10.6.3 Termination of Agreement. If the Agreement is terminated pursuant to Sections 10.2, 10.3 or 10.5, then:
(a) the Research Term shall terminate; and
(b)the Tekmira License and the Alnylam Sublicense shall terminate; and
(c) AlCana shall have, subject to any sublicenses granted under the Alnylam Sublicense to Third Parties with respect to AlCana Collaboration IP in the Field of Use prior to the effective date of termination, including without limitation, the Tekmira Sublicense and the Protiva Sublicense (“Pre-termination Sublicenses”), without further act by UBC, an exclusive, worldwide, perpetual, irrevocable, royalty-free license to all UBC’s right, title and interest in the AlCana Collaboration IP. Any Pre-termination Sublicense shall remain in full force and effect so long as the Sublicensee is not then in breach of its sublicense agreement (or in the case of Tekmira or Protiva, any provision of this Agreement or the Supplemental Agreement by which it is bound), provided that each such Sublicensee:
(i) will agree in writing to be bound to UBC as licensor under the terms and conditions of this Agreement, the Supplemental Agreement and the Original Transaction Document to the extent they apply to the grant of such Pre-termination Sublicense, including Section 8.4 hereof; provided, however, that the Pre-termination Sublicense shall be non-exclusive to such Sublicensee notwithstanding any term to the contrary in such Pre-termination Sublicense;
(ii) will negotiate in good faith with UBC an appropriate agreement, or amendment to this Agreement, the Supplemental Agreement and/or the applicable Original Transaction Documents, to substitute itself for Alnylam as the non-exclusive licensor under terms no less favorable, in the aggregate, for UBC and AlCana than the applicable terms of this Agreement, the Supplemental Agreement and the applicable Original Transaction Documents; and
(iii) will pay all of UBC and AlCana’s legal costs that arise in connection with, and as a result of, negotiating such agreements.
(d) Alnylam will make all undisputed outstanding payments due to the Payee with respect to the Alnylam Sublicense under Section 8.4 at the time of such termination, and UBC and AlCana each shall have the right to proceed to enforce payment of all outstanding milestones, royalties or other monies owed to UBC and AlCana under this Agreement with respect to the Alnylam Sublicense at the time of such termination, and each Party may exercise any or all of the rights and remedies available under this Agreement or otherwise available bylaw or in equity, successively or concurrently, at the option of such Party, as the case may be.
(e) Within [**] days after the effective date of termination, each Receiving Party (and its Related Parties, if applicable) will deliver to the Disclosing Party all Confidential Information of the Disclosing Party in its possession or control and will cease to use the Disclosing Party’s Confidential Information; and
(f) Within [**] days after the effective date of termination, Alnylam and its Related Parties will cease to develop or make Licensed Products.

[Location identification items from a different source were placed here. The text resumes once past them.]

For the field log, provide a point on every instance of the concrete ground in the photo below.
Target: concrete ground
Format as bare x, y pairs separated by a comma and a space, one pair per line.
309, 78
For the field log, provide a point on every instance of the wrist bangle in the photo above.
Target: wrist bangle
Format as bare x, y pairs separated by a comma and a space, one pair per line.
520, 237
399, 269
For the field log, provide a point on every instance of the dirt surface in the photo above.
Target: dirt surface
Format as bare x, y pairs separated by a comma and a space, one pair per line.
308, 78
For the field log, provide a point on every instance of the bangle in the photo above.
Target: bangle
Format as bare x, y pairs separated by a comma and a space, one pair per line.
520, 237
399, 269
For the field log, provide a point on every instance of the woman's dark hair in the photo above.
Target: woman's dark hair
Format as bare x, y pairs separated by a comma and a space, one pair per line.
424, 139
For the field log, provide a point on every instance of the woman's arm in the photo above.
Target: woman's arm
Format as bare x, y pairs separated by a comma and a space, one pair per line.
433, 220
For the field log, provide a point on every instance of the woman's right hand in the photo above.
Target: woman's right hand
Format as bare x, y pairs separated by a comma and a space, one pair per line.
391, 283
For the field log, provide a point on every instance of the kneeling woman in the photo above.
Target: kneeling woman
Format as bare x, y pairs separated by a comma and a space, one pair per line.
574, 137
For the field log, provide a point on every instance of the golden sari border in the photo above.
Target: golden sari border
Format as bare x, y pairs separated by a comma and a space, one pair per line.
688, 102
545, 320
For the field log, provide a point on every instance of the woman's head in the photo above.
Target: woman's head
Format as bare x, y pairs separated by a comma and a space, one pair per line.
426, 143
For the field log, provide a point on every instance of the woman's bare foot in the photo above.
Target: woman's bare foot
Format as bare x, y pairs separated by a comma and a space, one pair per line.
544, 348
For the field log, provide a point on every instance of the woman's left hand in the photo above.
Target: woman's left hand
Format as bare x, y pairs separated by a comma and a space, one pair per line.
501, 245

Alnylam will then within [**] days from the date of termination, sell or otherwise dispose of any Licensed Product manufactured and remaining unsold, and within a reasonable period of time thereafter, make any royalty payments to Payee in the same manner specified in Section 8.4 on all Licensed Products that are sold in accordance with this Section 10.6.3.
Notwithstanding anything in this Agreement to the contrary, the Parties hereby agree that the termination consequences of this Agreement shall only apply with respect to the portion of the UBC Controlled IP defined as Schedule 1 IP in the Supplemental Agreement, and that the termination-related provisions of the applicable Original Transaction Documents shall apply to the portion of the UBC Controlled IP defined as Schedule A IP as set forth in the Supplemental Agreement.